CW’s: sex, sexual assault within the first chapter, blood, gore, threat of SA, marital/domestic violence, emotional abuse, sexual abuse, body horror, cursing.


My rating for both: 3 stars


Okay. Jesus. Within the first chapter I was already getting the ick. i couldn’t tell what the setting was and this guy, this husband, is awful. Like the way he talks to her? And how he basically tells her the demon will violently rip her apart and SA her? Not off to a good start at all. Like I get it, dark fantasy romance, whatever. But I think there’s a way to do that without threatening SA by a demon and implying SA by her husband.


The author did a good job of making me hate Nirlan with a passion. But again, I think it’s possible to hate a male character wiithout SA coming into the picture. And we can portray a relationship that doesn’t work and has no love in it without the women suffering in that way. Women can suffer emotionally knowing they’re in a loveless marriage, there can be infidelity. I just don’t think Raiya had to be put through that, I don’t think the reader has to be put through that.


I will say, as I read further, seeing people who bound the demon get killed by said demon is total karmic justice. I would’ve liked to see Nirlan killed then too, though I suppose there needs to be a long-lasting villain.


Is it kind of interesting that the demon Azereth-or-whatever can feed off her pleasure? And that she makes a pact with him that requires consent? Yes. Is it still trash? Yes. Do I like this brand of trash like I like watching YouTube clips of Love Island?


Also yes.


The sex scenes were okay, I guess. Pretty bleh and cliched, not special but not overtly bad either.


I didn’t feel like the side characters really stood out either. They weren’t bad. A lot of this book is just an absence of either good or bad.


When Azereth and Raiya fought, I just didn’t feel a lot. I didn’t connect to the emotionality in the plot. And it’s not that I think there was none-I just didn’t connect to what was there. I wanted to, I really did. But I couldn’t manage it. I honestly wanted to just get it over with to move on to other books i had waiting on me to read.


The world building wasn’t the worst I’ve seen, but it just felt inorganic and like I was just being told about the different groups and kingdoms, nothing felt smooth or woven well into the story. I think worldbuilding shouldn’t feel so obvious, I don’t know.


I do think the author did some good things with some of the world, especially the magic system. And i think she did a good job, additionally, on developing Raiya’s abilities and the pace at which she did that. There are some really interesting threads here.

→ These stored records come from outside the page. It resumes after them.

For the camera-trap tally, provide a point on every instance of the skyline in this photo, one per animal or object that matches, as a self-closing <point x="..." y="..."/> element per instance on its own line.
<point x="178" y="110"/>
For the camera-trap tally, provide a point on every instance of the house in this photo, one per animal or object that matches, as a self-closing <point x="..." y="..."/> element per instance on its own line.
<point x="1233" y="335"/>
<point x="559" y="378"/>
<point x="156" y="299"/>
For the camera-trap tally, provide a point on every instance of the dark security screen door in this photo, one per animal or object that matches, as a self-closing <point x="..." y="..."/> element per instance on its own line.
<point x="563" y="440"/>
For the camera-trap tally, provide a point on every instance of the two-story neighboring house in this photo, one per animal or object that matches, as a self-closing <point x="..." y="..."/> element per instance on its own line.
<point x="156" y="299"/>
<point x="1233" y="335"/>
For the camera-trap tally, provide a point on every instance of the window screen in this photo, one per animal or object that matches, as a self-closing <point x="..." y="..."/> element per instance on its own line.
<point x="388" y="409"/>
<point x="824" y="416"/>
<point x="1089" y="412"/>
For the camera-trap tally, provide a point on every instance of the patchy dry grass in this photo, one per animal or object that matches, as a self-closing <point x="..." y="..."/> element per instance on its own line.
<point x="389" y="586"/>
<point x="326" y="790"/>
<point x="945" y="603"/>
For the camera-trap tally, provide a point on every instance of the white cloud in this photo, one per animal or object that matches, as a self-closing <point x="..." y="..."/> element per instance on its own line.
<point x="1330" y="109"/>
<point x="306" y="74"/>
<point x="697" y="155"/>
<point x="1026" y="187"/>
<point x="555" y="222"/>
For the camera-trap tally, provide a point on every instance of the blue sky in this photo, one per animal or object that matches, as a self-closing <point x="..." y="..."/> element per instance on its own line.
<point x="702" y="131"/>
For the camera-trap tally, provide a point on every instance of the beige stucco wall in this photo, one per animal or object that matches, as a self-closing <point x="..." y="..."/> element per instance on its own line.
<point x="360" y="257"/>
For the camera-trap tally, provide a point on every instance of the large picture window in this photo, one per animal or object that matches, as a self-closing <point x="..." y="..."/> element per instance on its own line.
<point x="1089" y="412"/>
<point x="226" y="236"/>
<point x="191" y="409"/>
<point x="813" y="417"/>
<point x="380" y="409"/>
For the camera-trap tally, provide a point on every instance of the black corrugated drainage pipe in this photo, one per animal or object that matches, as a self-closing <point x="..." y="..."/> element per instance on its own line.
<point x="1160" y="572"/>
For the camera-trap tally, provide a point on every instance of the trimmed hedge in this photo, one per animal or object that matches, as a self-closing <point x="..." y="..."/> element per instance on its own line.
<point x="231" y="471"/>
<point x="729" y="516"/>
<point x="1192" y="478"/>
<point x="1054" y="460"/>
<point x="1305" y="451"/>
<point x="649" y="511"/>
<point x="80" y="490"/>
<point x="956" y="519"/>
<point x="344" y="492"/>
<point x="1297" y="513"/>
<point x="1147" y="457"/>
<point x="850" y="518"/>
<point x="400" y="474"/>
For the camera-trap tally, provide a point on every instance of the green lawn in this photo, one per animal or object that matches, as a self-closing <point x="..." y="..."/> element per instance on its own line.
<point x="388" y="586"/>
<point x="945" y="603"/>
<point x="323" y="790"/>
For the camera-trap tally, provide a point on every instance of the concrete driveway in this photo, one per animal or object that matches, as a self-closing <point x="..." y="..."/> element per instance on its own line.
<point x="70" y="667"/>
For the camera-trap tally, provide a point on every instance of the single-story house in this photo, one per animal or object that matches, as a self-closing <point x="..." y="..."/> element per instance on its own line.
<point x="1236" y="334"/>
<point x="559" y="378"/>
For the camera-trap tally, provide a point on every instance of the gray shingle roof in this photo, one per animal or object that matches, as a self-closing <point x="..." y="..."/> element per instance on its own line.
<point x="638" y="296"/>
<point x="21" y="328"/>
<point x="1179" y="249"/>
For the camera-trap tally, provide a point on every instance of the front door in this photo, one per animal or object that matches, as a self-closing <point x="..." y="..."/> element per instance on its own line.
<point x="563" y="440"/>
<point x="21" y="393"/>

I do think there’s some shakiness in how she portrays the nomads here, who travel with a caravan. It feels a little like a parallel to the Romani people and it feels just a bit flat. I don’t know, I’m not qualified to touch on that.


The qualifiers and verbs in the dialogue were a bit flat too. The dialogue was shaky. But honestly, I’ve read much worse and it communicated parts of the story and did its job. And when the characters had good chemistry, the dialogue was actually pretty funny.

As the book developed, the world building did too, and once I was 62% of the way in, and the author had a more firm ground for her world, her characters, and the different groups (especially the “cults”) . It all worked really well for her. It gave some PrPrincess Bride type vibes in terms of the type of fantasy.


I do think it’s a little weird that the author chose to make demons born adults, which put Azereth as kind of ten years old?!? That was a little weird to me.


Overall. the plot of the book progressed pretty well, I liked the found family aspect a lot w/ Madira and Jai, and I liked the ending. The progression of their relationship was really sweet.

I will say, Hell Sent is really just a few chapters of new information/background, then a different POV of the events of the book (Azereth rather than Raiya). But I do think it added to the first book.